А вот в земщине — отмечали с размахом! Это, наверное, был самый земский праздник из всех. Потому что земщина — для простолюдинов. Земщина — для цивильных. Шашлыки — это, конечно, было нечто само собой разумеющееся. И водочка, и огурчики, и капустка, и жареный на костре хлебушек, и прочее всякое. Но это — после обеда, на берегу речки или на собственном приусадебном участке. А утром обязательно — демонстрация! Не прям советская, но вполне солидная. Да и не загоняли туда никого силком, народ сам шел, весь город на улицы вываливал.

По улице Земской шли колонны предприятий — лучшие представители трудового народа, с цветами, знаменами национальными и корпоративными, транспарантами, с портретами Государя, даже — с иконами и крестами. Пели песни: например, «Дубинушку», которая тут была самой радикальной и революционной песней из всех. Была еще «Ордынская» — но ее пели в основном орки, и я в ней легко распознавал ужасно перевранную «Варшавянку», и чуялась мне за этим текстом кудлатая шевелюра Бабая Сархана.

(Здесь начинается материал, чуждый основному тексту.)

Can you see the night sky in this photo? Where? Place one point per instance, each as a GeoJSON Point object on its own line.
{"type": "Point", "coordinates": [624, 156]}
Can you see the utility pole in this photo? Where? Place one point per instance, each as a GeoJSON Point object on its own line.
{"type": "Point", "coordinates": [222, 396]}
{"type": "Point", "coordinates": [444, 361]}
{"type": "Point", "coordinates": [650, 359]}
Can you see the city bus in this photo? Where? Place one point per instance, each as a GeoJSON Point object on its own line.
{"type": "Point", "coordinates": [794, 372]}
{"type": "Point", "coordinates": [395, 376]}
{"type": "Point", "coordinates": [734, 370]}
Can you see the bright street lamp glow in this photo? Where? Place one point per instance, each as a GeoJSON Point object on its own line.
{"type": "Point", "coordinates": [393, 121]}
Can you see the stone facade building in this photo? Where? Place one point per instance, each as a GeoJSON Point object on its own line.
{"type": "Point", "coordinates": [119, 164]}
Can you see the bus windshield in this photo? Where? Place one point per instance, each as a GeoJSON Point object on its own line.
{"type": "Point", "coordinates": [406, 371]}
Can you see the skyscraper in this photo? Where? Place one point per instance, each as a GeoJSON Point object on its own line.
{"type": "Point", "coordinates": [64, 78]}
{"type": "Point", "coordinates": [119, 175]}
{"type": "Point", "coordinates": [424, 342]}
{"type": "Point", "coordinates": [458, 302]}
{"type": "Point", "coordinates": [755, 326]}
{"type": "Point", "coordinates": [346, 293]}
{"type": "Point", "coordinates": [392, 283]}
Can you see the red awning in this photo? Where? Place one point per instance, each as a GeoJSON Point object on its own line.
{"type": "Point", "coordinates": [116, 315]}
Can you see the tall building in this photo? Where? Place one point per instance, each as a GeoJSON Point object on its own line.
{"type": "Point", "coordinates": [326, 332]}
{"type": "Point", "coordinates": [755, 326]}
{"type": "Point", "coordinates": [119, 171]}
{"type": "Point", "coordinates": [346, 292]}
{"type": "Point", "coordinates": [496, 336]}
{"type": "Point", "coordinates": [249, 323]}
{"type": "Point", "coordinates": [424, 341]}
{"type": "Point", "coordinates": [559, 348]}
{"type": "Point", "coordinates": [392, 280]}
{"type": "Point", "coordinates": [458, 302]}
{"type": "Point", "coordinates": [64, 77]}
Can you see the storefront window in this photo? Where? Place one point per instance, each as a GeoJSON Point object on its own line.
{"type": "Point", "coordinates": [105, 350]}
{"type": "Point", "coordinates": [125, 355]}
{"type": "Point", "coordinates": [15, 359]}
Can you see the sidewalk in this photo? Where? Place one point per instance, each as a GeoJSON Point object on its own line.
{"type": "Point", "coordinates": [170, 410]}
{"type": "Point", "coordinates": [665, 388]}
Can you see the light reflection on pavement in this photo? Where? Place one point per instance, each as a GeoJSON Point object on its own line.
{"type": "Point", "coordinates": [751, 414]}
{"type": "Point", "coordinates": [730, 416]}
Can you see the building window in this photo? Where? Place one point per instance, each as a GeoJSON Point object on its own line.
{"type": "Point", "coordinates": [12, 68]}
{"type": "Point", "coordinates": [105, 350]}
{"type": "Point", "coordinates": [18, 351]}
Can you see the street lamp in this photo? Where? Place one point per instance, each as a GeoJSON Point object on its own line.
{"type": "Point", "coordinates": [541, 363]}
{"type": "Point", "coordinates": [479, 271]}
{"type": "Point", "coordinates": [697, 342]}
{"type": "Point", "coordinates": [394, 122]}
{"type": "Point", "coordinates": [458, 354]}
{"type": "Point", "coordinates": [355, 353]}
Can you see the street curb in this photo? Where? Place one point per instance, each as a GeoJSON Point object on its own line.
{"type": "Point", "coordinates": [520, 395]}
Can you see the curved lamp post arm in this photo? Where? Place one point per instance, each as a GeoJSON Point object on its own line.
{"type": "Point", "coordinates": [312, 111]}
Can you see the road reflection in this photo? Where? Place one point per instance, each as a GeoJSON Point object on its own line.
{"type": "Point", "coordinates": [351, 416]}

Кажется, весь Вышемир высыпал на улицу Земскую: стояли на тротуарах и газонах, махали руками передовикам производства, радовались. Отцы города — почетные горожане, ветераны, духовенство, меценаты и, конечно, наш непоколебимый предводитель со всеми земскими вождями — все встречали шествие у подножия собора, приветствовали и благодарили за отличный трудовой год. Народ кричал «Ура!» и искренне радовался.

Что и говорить — в этот раз весна действительно принесла настоящее обновление: ужасы прошлого года по большей части мы преодолели, гнетущая атмосфера и вопиющий бардак, агрессивные сумасшедшие и амнистированные преступники на улицах, кажется, остались в прошлом.

Коммунальщики-гоблины, составившие отдельную колонну, шли с высоко поднятыми головами, и им, кстати, аплодировали очень громко — за пару недель они ликвидировали чуть ли не все стихийные свалки, закрасили граффити и подлатали, по крайней мере, ключевые улицы. Теперь ушатые и носатые работящие проходимцы пытались реализовать большую программу по сбору вторсырья, делали поквартирные и подомовые обходы, организовывали самовывоз, самовынос и самосброс через окно. Еще Управление благоустройства вроде как резко начало планировать закупки яблок, ягод и других сезонных плодов, и чуть ли не запуск коммунального предприятия по их переработке. От этого плана отчетливо пахло бырлом и большими проблемами, но я надеялся — Зборовский сумеет удержать ситуацию. Он вообще мастер баланса и неожиданных решений…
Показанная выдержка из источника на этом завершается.